Sophie B. de la Giroday Publisher

Tim’s daughter, Hannah, graduated as a vet last Sunday at Cambridge University and back at the office, Monday morning’s show was all about the ceremonial pomp steeped in history that still exists.

Picture students in their elegant robes flowing towards the graduation hall with joyful, yet elegant, parades via the city’s main avenues – and half the ceremony being held in Latin! It made me think how formal education in the Middle Ages was often only available to a small part of the population, almost exclusively at religious institutions and monastic schools for the wealthy, who could afford to pay for their tutors.

Although the earliest universities started teaching almost a millennium ago, universal education has been a recent development, only becoming of age in many countries after 1850. I studied at Padua, the world’s third oldest and the first free-thinking, or ‘laic’ university – actually the first to see a woman, Elena Lucrezia Cornaro Piscopa, get a degree back in 1678. It is now fascinating to see the King Fahd University of Saudi Arabia inaugurating the Kingdoms’ first university for women, developing a state-of-the-art urbanistic project to host a microcosm for female students living on an eight million sq meter campus with a dedicated subway and all the services that a 21st century student may expect from a most advance, modern academic infrastructure.

Today, thousands of institutions exist around the world and see millions of students pass through their doors into the real world armed with qualifications in an array of subjects. Access to information has never been so widespread and all the issues that our auto ID industry addresses are evident in higher education establishments tasked with today’s need for education on mass. Security, attendance levels, identification, access to services, contactless payments and e-commerce, privacy, data protection and even anti-fraud measures proliferate as requirements in any university – whether modern or ancient.
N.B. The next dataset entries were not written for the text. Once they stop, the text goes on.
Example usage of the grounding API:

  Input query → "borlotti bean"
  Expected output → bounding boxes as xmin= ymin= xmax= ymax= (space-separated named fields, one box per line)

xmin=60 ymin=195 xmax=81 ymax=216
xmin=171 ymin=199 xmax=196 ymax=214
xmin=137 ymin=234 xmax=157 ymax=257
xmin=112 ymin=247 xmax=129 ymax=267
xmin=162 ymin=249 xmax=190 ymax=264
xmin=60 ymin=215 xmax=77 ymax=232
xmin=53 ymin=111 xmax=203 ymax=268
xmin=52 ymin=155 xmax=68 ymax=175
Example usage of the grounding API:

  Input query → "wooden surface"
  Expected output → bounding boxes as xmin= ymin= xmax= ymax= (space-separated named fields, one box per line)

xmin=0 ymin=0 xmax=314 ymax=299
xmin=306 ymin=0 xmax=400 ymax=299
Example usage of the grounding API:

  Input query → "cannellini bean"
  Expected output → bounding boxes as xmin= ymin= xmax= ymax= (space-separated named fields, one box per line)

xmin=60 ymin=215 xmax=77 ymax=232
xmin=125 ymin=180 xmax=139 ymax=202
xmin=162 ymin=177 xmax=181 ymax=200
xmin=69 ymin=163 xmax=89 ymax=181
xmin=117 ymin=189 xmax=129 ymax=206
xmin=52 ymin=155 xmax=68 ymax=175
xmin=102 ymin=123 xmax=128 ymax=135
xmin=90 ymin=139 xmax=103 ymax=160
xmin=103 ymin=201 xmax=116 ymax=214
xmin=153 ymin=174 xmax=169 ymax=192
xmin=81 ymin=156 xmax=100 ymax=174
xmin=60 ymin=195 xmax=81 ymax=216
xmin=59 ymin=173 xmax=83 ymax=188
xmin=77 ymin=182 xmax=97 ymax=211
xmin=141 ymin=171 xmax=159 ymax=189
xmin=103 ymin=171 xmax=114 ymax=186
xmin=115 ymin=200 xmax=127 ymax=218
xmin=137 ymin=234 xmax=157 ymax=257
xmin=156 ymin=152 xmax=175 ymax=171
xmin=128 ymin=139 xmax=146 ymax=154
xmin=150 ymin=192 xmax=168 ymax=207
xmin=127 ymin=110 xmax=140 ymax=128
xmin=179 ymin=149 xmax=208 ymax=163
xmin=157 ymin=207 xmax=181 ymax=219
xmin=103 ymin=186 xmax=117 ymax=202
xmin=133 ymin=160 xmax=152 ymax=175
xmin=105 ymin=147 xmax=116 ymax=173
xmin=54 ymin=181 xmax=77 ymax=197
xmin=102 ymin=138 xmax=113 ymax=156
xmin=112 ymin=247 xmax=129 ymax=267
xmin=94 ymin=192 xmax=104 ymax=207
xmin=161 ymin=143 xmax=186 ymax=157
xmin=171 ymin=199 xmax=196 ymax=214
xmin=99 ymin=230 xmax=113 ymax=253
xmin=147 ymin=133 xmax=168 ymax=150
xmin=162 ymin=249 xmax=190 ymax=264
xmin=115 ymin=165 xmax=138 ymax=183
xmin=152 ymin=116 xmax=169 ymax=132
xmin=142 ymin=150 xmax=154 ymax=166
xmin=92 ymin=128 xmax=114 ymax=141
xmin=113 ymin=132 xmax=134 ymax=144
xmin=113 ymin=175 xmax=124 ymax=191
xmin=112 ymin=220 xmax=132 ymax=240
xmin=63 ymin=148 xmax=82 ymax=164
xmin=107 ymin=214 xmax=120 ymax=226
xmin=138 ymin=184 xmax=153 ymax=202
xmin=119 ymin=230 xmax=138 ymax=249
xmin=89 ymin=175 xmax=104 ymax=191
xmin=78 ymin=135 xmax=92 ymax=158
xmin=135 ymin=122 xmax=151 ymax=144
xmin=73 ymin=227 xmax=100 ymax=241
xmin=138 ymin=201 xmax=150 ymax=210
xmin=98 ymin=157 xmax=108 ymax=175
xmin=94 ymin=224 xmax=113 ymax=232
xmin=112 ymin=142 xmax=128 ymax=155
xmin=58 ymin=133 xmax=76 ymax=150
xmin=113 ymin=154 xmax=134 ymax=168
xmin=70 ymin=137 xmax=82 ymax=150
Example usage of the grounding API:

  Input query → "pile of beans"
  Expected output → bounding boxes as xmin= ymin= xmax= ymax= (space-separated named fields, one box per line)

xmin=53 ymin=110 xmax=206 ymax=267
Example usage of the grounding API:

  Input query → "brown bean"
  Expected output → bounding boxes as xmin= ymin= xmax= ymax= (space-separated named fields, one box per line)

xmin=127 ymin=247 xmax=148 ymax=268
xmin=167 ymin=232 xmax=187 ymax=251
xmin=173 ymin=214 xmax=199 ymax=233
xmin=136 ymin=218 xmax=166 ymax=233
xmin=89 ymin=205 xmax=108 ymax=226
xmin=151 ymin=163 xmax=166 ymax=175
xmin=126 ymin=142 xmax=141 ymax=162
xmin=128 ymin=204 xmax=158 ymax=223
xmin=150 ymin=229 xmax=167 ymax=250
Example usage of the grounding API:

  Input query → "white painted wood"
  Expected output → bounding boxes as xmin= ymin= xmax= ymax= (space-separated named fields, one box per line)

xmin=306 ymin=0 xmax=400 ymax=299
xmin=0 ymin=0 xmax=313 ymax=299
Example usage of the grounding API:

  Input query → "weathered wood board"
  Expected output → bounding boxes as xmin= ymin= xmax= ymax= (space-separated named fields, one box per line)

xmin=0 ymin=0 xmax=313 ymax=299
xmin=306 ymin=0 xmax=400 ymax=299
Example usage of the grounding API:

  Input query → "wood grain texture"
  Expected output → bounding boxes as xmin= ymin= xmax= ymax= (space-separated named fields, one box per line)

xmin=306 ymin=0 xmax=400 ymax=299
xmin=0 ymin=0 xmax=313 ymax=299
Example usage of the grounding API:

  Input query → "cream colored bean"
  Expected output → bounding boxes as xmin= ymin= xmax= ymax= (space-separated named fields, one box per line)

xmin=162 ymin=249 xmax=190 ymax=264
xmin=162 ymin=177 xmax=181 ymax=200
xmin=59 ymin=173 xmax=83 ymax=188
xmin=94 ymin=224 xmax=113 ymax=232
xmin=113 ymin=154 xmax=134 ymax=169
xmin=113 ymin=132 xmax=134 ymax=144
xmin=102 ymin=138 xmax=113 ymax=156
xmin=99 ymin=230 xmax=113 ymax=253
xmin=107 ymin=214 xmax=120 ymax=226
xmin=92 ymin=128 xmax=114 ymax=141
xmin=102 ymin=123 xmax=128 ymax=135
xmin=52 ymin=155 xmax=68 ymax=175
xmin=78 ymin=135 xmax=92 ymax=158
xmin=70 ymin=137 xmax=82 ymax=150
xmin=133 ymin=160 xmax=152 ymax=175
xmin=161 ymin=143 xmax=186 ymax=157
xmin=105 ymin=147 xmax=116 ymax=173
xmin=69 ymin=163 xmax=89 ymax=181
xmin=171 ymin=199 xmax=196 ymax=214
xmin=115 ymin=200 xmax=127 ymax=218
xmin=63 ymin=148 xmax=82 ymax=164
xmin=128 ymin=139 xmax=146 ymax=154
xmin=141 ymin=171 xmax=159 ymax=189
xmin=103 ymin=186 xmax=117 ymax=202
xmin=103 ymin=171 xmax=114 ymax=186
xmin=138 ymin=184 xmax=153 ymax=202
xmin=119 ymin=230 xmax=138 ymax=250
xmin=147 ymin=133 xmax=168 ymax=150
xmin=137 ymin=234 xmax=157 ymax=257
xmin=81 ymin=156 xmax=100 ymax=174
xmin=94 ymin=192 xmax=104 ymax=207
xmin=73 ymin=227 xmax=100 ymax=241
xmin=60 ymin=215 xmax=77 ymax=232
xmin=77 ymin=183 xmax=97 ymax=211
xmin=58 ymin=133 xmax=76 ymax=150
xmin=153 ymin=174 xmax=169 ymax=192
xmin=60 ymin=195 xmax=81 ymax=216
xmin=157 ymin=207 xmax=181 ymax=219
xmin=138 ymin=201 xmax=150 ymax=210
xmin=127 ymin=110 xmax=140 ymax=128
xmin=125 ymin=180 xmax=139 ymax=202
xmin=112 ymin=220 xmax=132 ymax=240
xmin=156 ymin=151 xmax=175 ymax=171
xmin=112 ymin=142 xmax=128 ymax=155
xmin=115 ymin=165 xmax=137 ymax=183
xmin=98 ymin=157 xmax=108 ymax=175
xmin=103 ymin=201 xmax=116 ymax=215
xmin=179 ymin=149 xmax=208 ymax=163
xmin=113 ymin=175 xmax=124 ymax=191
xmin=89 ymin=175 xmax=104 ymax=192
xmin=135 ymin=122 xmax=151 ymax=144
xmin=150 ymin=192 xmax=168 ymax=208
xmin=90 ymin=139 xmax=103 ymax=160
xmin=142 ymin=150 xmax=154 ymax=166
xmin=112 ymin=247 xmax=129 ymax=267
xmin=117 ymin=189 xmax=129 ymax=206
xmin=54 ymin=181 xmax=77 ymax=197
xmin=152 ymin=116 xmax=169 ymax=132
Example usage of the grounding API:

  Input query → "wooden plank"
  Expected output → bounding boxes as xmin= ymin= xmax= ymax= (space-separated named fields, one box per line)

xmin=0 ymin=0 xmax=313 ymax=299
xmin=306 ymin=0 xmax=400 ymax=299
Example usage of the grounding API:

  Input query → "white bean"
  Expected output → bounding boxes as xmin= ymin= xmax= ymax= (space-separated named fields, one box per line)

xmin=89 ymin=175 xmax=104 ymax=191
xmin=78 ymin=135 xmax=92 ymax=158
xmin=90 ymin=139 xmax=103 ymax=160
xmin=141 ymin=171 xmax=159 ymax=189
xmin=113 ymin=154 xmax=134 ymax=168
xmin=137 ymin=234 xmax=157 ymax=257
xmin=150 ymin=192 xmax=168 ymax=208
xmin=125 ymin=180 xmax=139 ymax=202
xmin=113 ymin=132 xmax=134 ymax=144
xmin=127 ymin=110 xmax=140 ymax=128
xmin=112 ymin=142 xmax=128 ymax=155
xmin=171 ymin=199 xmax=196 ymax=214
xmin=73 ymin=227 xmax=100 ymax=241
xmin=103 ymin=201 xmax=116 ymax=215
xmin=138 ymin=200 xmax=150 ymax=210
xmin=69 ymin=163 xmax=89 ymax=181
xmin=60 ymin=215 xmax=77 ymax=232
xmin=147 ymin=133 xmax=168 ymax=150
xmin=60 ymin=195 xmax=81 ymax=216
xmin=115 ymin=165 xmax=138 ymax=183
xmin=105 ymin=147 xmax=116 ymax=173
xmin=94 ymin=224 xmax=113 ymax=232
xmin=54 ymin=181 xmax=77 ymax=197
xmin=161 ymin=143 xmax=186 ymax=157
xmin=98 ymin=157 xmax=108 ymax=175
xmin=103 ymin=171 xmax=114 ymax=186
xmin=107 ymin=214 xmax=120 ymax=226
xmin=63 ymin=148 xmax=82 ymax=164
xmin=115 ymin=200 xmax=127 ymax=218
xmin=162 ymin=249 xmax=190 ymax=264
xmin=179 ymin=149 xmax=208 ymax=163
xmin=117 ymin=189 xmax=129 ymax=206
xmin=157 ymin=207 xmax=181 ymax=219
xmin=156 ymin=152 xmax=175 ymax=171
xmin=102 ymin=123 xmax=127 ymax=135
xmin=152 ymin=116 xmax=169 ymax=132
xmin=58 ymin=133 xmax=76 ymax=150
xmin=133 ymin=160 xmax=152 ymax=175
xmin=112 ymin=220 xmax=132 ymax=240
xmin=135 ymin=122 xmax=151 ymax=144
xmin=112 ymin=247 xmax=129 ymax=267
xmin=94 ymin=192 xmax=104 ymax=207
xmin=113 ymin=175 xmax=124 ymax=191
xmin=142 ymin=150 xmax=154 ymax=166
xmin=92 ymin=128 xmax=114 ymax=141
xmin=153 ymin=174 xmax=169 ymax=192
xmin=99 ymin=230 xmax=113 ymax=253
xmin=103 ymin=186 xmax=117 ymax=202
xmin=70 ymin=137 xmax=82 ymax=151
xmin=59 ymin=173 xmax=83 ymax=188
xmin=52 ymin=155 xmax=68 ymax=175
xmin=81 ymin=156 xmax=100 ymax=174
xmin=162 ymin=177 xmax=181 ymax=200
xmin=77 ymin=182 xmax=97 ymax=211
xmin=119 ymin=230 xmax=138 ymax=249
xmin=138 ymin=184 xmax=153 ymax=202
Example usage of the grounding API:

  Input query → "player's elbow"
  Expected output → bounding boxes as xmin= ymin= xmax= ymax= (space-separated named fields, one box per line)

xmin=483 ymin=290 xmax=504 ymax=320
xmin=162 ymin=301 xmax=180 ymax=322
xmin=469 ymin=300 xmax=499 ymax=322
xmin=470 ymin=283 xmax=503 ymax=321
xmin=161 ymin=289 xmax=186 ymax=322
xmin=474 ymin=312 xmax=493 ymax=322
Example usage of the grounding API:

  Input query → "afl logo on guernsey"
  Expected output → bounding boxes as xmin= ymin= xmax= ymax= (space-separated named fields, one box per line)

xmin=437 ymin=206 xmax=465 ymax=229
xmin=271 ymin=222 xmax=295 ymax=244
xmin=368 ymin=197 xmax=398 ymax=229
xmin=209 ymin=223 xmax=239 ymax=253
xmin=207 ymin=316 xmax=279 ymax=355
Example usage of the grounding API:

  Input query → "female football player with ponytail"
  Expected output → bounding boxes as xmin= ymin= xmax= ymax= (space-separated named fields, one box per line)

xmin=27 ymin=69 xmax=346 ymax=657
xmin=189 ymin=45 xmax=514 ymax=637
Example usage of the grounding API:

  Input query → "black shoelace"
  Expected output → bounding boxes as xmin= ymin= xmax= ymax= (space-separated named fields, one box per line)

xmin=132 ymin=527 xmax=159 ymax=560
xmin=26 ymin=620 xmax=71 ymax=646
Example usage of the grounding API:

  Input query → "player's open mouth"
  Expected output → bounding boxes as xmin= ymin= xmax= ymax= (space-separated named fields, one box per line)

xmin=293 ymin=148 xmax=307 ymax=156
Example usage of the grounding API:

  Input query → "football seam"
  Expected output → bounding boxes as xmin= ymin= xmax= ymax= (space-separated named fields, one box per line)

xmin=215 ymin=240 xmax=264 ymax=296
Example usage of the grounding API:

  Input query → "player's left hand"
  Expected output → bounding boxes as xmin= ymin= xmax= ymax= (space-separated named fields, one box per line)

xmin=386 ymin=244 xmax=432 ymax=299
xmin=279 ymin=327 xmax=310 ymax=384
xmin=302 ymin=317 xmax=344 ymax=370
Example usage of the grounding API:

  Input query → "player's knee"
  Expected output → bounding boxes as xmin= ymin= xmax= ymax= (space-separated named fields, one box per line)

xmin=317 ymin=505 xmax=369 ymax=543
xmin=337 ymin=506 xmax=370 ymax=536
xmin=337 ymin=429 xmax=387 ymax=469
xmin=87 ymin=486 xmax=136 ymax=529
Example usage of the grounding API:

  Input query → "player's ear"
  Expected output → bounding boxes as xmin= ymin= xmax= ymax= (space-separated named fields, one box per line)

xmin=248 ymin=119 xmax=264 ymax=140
So, although the old traditions are maintained for posterity and upheld for the Alma Mater principle, high-tech knowledge, expertise and solutions are of equal importance – if not more so – in order to maintain continuity, order and efficiency - and protect the customs and protocols established so long ago.

And I am so pleased that these traditions will be passed on now in the digital age, via a legacy of female students from Elena to Hannah to the many Safiyas or Ayshas, who will continue our centuries-long journey in the academic world from generation to generation.